操兵 (そうへい/リュード)


アハーン大陸に存在する巨大な人型機械。
およそ4リート(約8メートル)の見上げるような巨体を厚い甲冑で覆っている。聖刻の魔力を動力源とし、人が乗り込み操縦することで動く。

現在、製造技術を保有しているのは東方聖刻教会西方工呪会のみである。
西方暦紀元200年頃に東西でほぼ同時に操兵の製造が再開される以前は、操兵は神話や伝説の中の存在に過ぎなかった。

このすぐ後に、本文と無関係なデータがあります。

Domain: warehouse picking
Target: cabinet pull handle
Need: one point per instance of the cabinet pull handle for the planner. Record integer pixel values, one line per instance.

というのも、操兵を生み出した古代文明は有史以前に滅び去り、その技術が失われていたからである。工呪会と聖刻教会がどのようにして技術の復元を果たしたのかは謎である。
古代の操兵は、神の姿を模して作られ、半神の如き力をもち、不滅の肉体をもつ竜を狩ることができたと伝説に謳われる。それに対し、工呪会や聖刻教会が作る現代の操兵は、人間を操兵のサイズに等倍した程度の力しかもたない。しかし、火器の類が存在しないこの時代においては、操兵を何体所有するかが戦の勝敗を決めるほどに絶対的優位性をもつ兵器である(歩兵から見れば、その巨体だけでも脅威である)。

操兵の構造

金属製の骨格と巨大獣から移植された筋肉筒?により全身が形作られ、胸郭内に設けられた操手槽とよばれる操縦席に人間が乗り込み操縦するようになっている。この操縦者のことを操手という。操手槽のすぐ下の位置には心肺器?とよばれる装置があり、筋肉筒に血液を循環させ、冷却水を供給している。これら全てを金属の甲冑や布で包みこむことで機体が構成される。また、顔面には仮面が装着され、動力となる魔力を供給するとともに、機体制御を司っている。

操兵の分類

騎士が駆る高級機である狩猟機、簡易生産型の普及機である従兵機練法師(練法とよばれる秘術の使い手)の専用機である呪操兵に大別される。その他の特殊な用途で作られた機種も数多く存在するが、それらは狩猟機や従兵機の改造機であることが多い。